0

According to the PHP docs the existsInDatabase() method is intended to determine if an instance of Collection exists in the database (as a SchemaObject aka a Table). But it only considers a Collection to exist if it's table's schema fits exactly that which it would if it was created using the Schema::createCollection() method, eg. Exactly 2 columns called doc and _id.

Is this a bug caused by PHP module being too strict?

Here's a demonstration (Depends on the mysql_xdevapi PHP module)...

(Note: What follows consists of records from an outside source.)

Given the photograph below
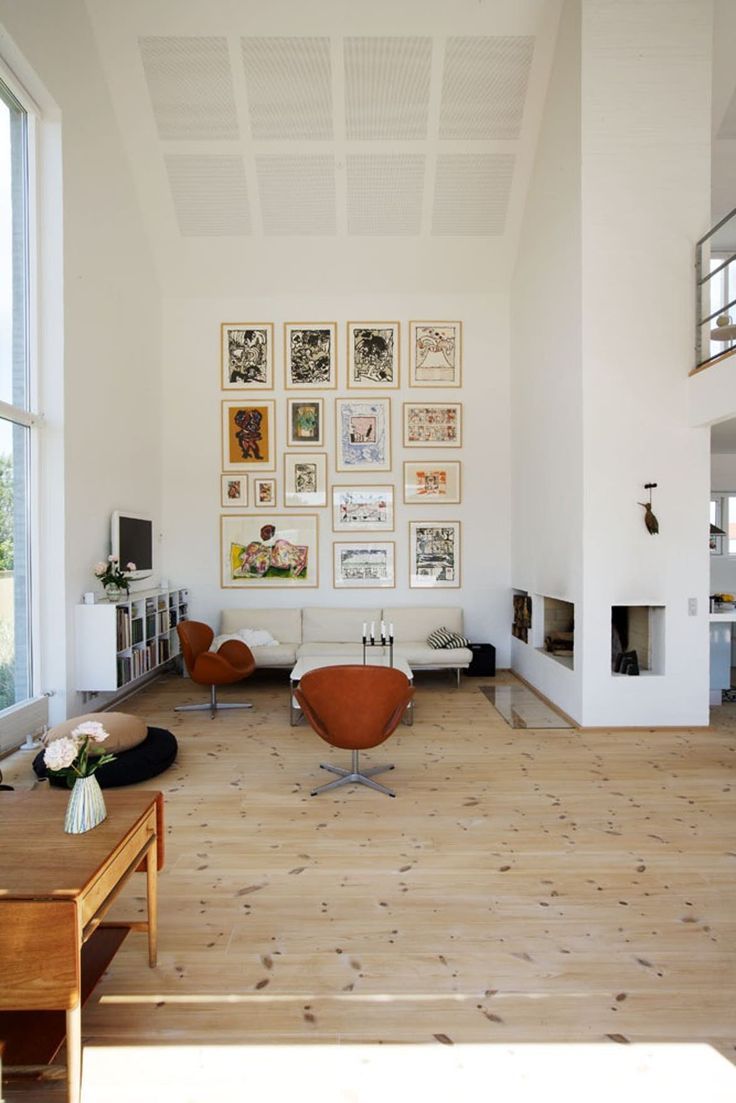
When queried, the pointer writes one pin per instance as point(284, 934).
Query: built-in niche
point(560, 630)
point(637, 640)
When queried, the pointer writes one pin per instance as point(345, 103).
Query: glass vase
point(86, 806)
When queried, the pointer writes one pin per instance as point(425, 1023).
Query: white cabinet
point(118, 642)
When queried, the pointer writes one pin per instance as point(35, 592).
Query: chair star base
point(354, 777)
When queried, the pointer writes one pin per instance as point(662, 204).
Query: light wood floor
point(524, 886)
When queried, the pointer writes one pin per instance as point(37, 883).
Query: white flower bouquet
point(78, 755)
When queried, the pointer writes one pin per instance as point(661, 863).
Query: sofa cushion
point(338, 625)
point(331, 649)
point(283, 654)
point(124, 731)
point(416, 622)
point(419, 654)
point(284, 624)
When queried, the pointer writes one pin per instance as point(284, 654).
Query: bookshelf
point(119, 642)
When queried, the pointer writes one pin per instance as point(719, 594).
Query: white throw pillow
point(254, 638)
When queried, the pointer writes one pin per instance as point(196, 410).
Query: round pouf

Firstly, use MySQL to create a collection called 'people' in your db (as taken from MySQL's world_x.sql script in examples for JavaScript/Python):

CREATE TABLE `countryinfo` (
    `doc` json DEFAULT NULL,
    `_id` varbinary(32) GENERATED ALWAYS AS (json_unquote(json_extract(`doc`,_utf8mb4'$._id'))) STORED NOT NULL,
    `_json_schema` json GENERATED ALWAYS AS (_utf8mb4'{"type":"object"}') VIRTUAL,
    PRIMARY KEY (`_id`)
) ENGINE=InnoDB DEFAULT CHARSET=utf8mb4;

Secondly, create a collection called 'people', very similar to above but with the _json_schema column omitted:

CREATE TABLE `people` (
    `doc` json DEFAULT NULL,
    `_id` varbinary(32) GENERATED ALWAYS AS (json_unquote(json_extract(`doc`,_utf8mb4'$._id'))) STORED NOT NULL,
    PRIMARY KEY (`_id`)
) ENGINE=InnoDB DEFAULT CHARSET=utf8mb4;

Thirdly, use PHP's createCollection() method to create a collection named 'animals':

$dbSession = mysql_xdevapi\getSession("mysqlx://test:test@localhost");

$schema = $dbSession->getSchema("world_x");    

$collection = $schema->createCollection('animals');

Now, use PHP's existsInDatabase() method to check the 3 collections:

$dbSession = mysql_xdevapi\getSession("mysqlx://test:test@localhost");

$schema = $dbSession->getSchema("world_x");

if ($schema->getCollection('countryinfo')->existsInDatabase()) {
    print "countryinfo collection exist! ";
}

if ($schema->getCollection('people')->existsInDatabase()) {
    print "People collection exist! ";
}

if ($schema->getCollection('animals')->existsInDatabase()) {
    print "Animals collection exist! ";
}

All 3 of these are valid collections according to MySQL docs but the above PHP code only recognises 'people' and 'animals' as existing.

As a further experiment, use MySQL to add any randomly named column to the collection named "animals" (which was created via PHP) and re-execute the script to see how it now does not consider it to exist.

ALTER TABLE animals ADD COLUMN test tinyint;

Now if you use $schema->getCollections() and $schema->getTables() you will see that animals is classified under tables not collections. Drop that column and it jumps back again. Under the bonnet, this is how the module decides if a Collection "exists".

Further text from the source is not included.